China increasingly worried about ‘losing face’ as Japan bankrolls exodus of firms
scmp.com -- Aug 05
Japan’s decision to offer an initial group of 87 companies subsidies totalling US$653 million to expand production at home and in Southeast Asia has sparked debate whether the world’s third largest economy is trying to gradually decouple from China.

The coronavirus pandemic has wreaked havoc on global supply chains, with the crisis underlining what many companies and countries have known for some time: they are too reliant on China.

China is Japan's largest trading partner, and Japan is China’s second largest trading partner, and while not all of the enterprises involved in the initial wave have operations in China, the move by the Japanese government has sparked concerns in China.

Although the companies involved are estimated to be less than 1 per cent of total Japanese investment in China, and there will not be an immediate economic impact, if the trend continues, it might shake the foundation of China’s long-term growth model and potentially lead to some hollowing out of the country’s industrial base.

Using the subsidy, 57 of the companies will open more factories in Japan, while the remaining 30 plan to expand production in Southeast Asian countries, including Vietnam, Myanmar and Thailand.

Around 70 per cent of the companies are small and medium-sized enterprises, with over two thirds involved in medical supply manufacturing.
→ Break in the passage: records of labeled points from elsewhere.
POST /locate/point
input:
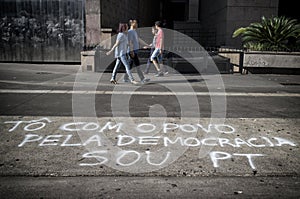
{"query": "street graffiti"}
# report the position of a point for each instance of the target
(150, 134)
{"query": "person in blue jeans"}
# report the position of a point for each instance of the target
(120, 48)
(152, 46)
(134, 41)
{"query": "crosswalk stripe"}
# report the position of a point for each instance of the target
(167, 93)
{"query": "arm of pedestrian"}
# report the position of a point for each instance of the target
(143, 42)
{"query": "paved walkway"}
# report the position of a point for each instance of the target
(190, 135)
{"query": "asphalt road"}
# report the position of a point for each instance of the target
(247, 130)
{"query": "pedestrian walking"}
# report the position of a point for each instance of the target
(159, 47)
(152, 47)
(121, 47)
(134, 46)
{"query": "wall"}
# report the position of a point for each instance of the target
(115, 11)
(213, 20)
(48, 30)
(224, 16)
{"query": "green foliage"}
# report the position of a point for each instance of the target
(275, 34)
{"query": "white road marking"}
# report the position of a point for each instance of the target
(99, 92)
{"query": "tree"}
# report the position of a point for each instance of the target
(277, 33)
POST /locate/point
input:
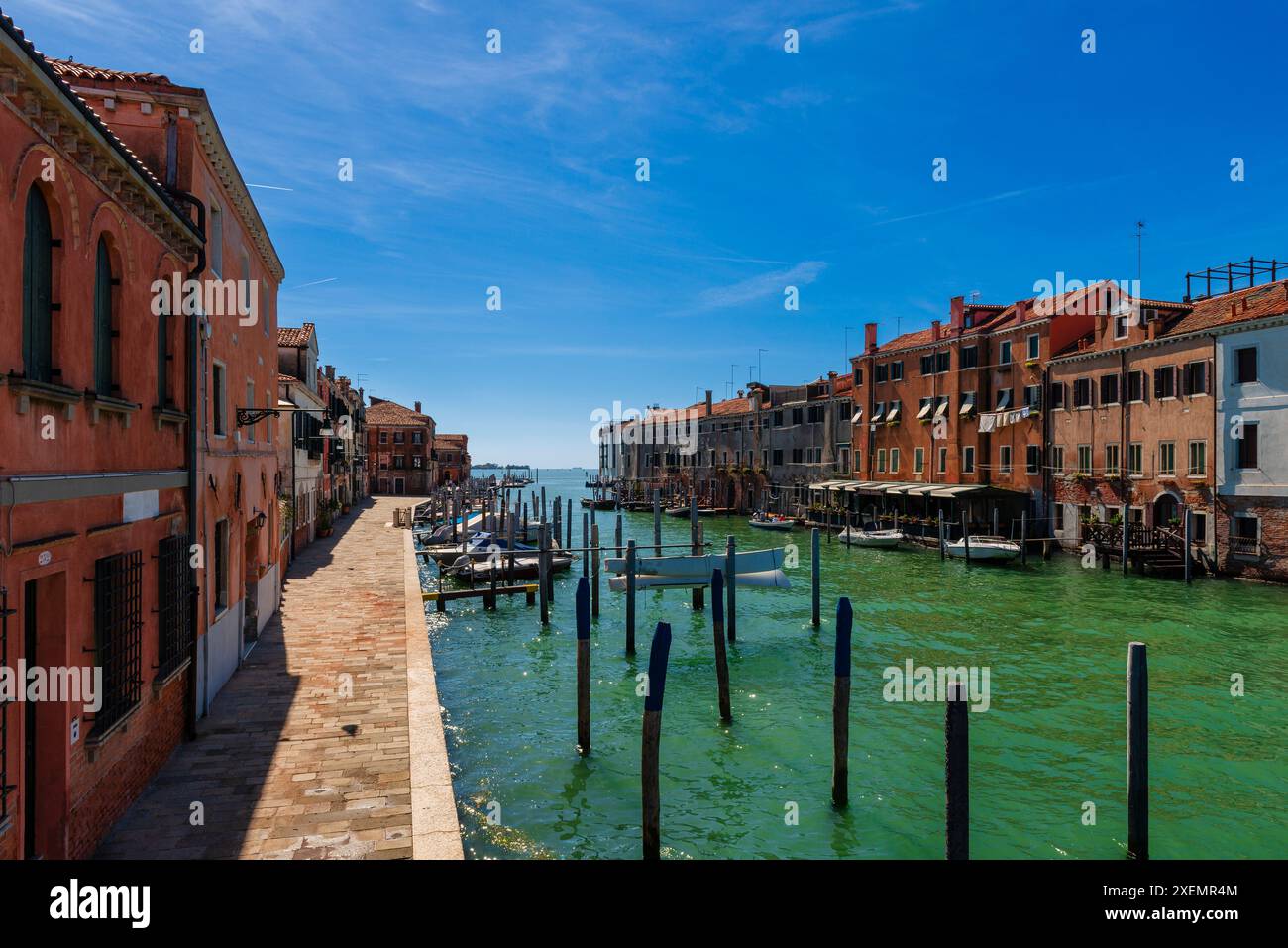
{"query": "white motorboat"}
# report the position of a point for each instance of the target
(984, 549)
(767, 579)
(871, 537)
(699, 567)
A second list of companies to be offered subsidies is also being drawn up, with a similar composition to the first, according to Japanese officials.

A survey by Teikoku Databank, a leading Japanese credit research house, showed that there were 13,685 Japanese firms in China at the end of May 2019, down from 13,934 in the previous survey conducted in 2016. At the peak in 2012, there were 14,394 Japanese firms with operations in China.
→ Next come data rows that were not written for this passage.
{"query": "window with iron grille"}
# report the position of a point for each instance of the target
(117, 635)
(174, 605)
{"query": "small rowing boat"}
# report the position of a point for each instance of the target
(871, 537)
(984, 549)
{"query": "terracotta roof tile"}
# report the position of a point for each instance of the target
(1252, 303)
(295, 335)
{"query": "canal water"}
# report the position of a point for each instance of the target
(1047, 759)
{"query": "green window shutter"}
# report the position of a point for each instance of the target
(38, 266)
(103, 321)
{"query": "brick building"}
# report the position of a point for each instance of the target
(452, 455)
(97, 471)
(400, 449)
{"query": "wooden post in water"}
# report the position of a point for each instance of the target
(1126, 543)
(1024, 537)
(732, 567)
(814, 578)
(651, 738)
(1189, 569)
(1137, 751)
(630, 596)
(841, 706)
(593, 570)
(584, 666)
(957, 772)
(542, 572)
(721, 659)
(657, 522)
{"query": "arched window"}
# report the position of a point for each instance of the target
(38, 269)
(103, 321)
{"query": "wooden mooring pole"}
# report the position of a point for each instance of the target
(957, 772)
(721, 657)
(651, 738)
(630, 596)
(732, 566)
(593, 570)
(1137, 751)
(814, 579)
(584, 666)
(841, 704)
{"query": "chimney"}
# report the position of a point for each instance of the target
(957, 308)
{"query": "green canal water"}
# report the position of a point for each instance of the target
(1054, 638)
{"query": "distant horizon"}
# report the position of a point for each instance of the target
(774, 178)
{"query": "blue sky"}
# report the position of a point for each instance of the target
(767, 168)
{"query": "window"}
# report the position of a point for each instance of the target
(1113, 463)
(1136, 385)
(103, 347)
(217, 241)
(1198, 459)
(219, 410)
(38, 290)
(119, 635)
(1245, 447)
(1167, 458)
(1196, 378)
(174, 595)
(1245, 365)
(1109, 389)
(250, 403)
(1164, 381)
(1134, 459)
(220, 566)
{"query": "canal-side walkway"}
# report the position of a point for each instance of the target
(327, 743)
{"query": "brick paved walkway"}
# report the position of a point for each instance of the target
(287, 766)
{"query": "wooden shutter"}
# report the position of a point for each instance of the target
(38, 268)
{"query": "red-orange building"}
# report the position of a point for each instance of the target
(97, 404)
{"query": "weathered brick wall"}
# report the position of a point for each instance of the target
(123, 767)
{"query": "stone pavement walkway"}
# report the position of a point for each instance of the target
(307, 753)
Japan’s imports of electronic products, computers and car parts is heavily dependent on China, but the coronavirus ground factory production in China to a halt earlier this year, which resulted in production disruptions in Japan.

Although the level of imported parts is not large, the car industry has a complex production system and a concentrated supply chain, meaning any disruption can cause vehicle production to be suspended.

Last month, Japan’s annual white paper on trade also said companies in upstream positions are easily affected when production activities are disrupted in China, so the country needs to rebuild a resilient supply chain to prepare for and deal with another potential crisis in the future.